先日のコラムでは、変化球は大きく分けて曲がり球と落ち球に区別されると書きました。それらには「伸び」、「キレ」、「奥ゆき」などの概念が加わり、それぞれの球種の特徴を表す英訳についてお話ししました。
今回は、投手の持ち球や打者目線からの印象など、ピッチングに関して多用される表現についてお話します。
まずピッチャーの持ち球や球質を表す表現に“stuff”と“arsenal”があります。
両者の具体的な違いを説明することは容易ではありませんが、どちらもその投手の持つ球種やその変化量などを一括りにして説明する際に用いられる表現です。

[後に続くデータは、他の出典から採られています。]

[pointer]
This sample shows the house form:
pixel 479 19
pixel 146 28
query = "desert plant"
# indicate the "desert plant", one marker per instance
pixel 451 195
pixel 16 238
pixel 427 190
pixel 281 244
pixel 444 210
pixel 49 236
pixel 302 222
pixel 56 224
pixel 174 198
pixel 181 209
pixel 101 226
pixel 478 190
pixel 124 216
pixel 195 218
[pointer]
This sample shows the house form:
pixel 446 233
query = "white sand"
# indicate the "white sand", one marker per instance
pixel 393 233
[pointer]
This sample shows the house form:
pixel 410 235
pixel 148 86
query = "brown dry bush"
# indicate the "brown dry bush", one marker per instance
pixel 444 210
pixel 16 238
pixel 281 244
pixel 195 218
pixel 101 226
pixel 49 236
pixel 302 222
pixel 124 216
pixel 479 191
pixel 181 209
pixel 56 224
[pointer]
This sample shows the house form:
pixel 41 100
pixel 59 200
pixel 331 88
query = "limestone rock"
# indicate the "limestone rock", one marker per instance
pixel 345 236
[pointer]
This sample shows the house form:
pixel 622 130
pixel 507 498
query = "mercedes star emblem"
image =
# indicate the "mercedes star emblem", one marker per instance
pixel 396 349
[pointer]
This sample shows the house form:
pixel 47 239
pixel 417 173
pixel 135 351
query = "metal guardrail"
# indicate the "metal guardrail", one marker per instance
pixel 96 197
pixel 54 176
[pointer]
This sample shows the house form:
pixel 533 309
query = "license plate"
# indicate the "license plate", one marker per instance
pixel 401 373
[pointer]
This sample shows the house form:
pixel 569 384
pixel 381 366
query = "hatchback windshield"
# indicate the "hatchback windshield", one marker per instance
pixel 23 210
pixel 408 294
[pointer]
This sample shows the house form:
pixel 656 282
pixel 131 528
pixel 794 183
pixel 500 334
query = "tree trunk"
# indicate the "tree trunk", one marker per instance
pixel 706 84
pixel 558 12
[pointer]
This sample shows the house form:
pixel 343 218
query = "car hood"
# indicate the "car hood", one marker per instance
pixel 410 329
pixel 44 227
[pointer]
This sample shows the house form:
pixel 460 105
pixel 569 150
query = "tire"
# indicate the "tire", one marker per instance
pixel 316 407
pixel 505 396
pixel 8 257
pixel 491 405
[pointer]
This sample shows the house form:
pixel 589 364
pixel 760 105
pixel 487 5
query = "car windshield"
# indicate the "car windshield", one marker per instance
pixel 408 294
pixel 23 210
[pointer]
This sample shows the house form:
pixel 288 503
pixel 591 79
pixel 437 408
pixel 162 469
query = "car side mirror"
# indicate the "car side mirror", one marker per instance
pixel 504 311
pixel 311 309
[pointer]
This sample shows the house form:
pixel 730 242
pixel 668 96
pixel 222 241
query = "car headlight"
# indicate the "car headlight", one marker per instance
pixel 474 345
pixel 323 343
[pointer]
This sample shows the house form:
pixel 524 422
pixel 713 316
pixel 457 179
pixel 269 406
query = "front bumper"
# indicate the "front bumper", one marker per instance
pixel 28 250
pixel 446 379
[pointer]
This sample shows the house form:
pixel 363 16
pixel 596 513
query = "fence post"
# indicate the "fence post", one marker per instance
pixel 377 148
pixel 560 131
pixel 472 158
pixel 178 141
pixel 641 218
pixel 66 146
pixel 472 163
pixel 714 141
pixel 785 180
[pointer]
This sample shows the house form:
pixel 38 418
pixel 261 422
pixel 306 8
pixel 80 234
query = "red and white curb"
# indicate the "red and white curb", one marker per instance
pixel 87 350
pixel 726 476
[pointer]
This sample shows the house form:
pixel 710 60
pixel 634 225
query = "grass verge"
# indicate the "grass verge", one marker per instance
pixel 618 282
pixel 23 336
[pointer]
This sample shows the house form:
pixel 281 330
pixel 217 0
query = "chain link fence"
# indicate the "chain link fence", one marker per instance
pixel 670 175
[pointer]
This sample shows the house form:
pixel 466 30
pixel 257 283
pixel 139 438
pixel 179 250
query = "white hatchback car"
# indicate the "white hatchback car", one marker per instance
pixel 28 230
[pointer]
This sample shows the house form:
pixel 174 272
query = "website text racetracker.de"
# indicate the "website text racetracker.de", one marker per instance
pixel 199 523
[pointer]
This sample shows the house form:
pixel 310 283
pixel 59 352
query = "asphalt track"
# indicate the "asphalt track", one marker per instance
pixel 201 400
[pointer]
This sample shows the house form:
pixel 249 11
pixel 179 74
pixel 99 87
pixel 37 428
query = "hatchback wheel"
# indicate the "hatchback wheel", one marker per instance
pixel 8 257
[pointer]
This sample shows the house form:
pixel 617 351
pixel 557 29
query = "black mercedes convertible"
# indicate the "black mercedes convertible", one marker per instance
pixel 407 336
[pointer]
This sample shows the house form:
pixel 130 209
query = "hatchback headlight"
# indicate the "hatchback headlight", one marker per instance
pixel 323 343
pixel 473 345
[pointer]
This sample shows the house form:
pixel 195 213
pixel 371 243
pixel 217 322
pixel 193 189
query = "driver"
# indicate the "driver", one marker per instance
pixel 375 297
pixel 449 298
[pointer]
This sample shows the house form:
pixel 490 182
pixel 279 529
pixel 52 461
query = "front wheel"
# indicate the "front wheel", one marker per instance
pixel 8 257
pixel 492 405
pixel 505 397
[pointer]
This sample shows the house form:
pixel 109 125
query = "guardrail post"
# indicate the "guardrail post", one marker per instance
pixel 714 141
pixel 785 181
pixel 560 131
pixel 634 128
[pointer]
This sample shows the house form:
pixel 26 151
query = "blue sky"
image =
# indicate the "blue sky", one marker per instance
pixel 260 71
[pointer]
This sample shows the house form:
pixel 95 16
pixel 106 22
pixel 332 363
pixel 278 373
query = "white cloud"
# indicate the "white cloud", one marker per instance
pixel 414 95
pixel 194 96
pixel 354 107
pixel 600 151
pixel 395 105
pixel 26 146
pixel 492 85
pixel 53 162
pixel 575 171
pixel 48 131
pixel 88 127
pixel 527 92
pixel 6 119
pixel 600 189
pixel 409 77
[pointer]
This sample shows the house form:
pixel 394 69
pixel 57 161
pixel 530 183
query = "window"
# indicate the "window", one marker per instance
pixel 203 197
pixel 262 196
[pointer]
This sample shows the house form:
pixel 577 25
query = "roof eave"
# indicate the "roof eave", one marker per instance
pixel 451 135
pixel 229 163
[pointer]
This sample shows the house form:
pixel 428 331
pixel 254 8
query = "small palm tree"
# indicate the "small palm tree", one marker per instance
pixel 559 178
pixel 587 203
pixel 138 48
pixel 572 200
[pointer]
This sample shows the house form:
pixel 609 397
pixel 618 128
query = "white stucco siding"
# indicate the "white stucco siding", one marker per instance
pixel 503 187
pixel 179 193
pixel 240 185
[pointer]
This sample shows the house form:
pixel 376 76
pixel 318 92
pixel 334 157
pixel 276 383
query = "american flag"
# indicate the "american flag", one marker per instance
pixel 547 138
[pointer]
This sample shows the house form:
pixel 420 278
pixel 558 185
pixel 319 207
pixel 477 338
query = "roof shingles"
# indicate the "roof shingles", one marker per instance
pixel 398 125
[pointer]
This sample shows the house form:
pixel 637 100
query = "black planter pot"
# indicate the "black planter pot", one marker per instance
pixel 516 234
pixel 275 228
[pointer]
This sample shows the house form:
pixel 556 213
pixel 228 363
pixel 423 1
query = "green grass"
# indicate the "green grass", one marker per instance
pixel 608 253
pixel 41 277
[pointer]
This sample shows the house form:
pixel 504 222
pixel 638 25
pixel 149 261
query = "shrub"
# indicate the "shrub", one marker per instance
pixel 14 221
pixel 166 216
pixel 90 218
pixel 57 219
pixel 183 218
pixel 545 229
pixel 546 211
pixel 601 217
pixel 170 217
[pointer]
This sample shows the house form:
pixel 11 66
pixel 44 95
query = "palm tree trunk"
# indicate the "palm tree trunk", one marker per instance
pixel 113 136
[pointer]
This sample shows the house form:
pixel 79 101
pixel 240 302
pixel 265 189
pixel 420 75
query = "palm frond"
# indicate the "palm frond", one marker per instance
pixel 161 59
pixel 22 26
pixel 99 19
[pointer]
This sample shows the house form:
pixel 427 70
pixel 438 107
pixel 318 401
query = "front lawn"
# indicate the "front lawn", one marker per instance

“stuff”は「もの」、“arsenal”は「武器庫」をそれぞれ表す英単語ですが、野球用語に置き換えると「球種」、「球質」を意味します。最近では“Stuff+”と呼ばれる、その投手が投げるボールの球速や回転数などを物理的に分析して、いかにその投球が効果的かを示す指標が導入され、メジャーリーグにおける投手の能力分析や育成に役立てられています。
次に投手が打者と対峙する上で、「高低」と「左右」の投げ分けが行われます。高低はご想像の通り“up”、“down”、左右は内角、外角を表すので“in”、“away”と呼びますが、投手のタイプによって攻め方はさまざまです。高めの速球を見せ球(“show-me pitch”)として投げてカウントを取った後、低めの変化球で空振りを取ったり、凡打を打たせたりしようとする投手は、ストライクゾーンを縦(南北)に使うことから、“north-to-south pitcher (guy)”と形容されます。
それに対し、ゾーンの出し入れ(内角と外角の投げ分けによって打者の目線をずらす)で勝負する投手は、“east-to-west pitcher (guy)”と表現します。
最後に打者から見た投球の印象で使われる表現についてお話します。
バッターは自分の打席が終わると、対戦した投手の特徴を後続の打者に伝えます。外国人選手が日本人選手に相手投手の特徴を伝える場合は身振り手振りを交えて通訳を介さずに伝わる場合がほとんどですが、その逆の場合や、より具体的な特徴を伝えたい場合に多用される表現をいくつかご紹介します。
まず、「キレ」を意味する言葉に“bite”がありあす。
直訳すると「噛む」という動詞ですが、投球においては「キレのある」という意味になります。また、差し込まれる(タイミングが遅れる)ようなボールを表す動詞で、“get on”があります。“His heater gets on you”などのように使われ、球速はさほど速くないものの、腕の使い方やリリースの仕方で速く感じるときなどによく使われる表現です。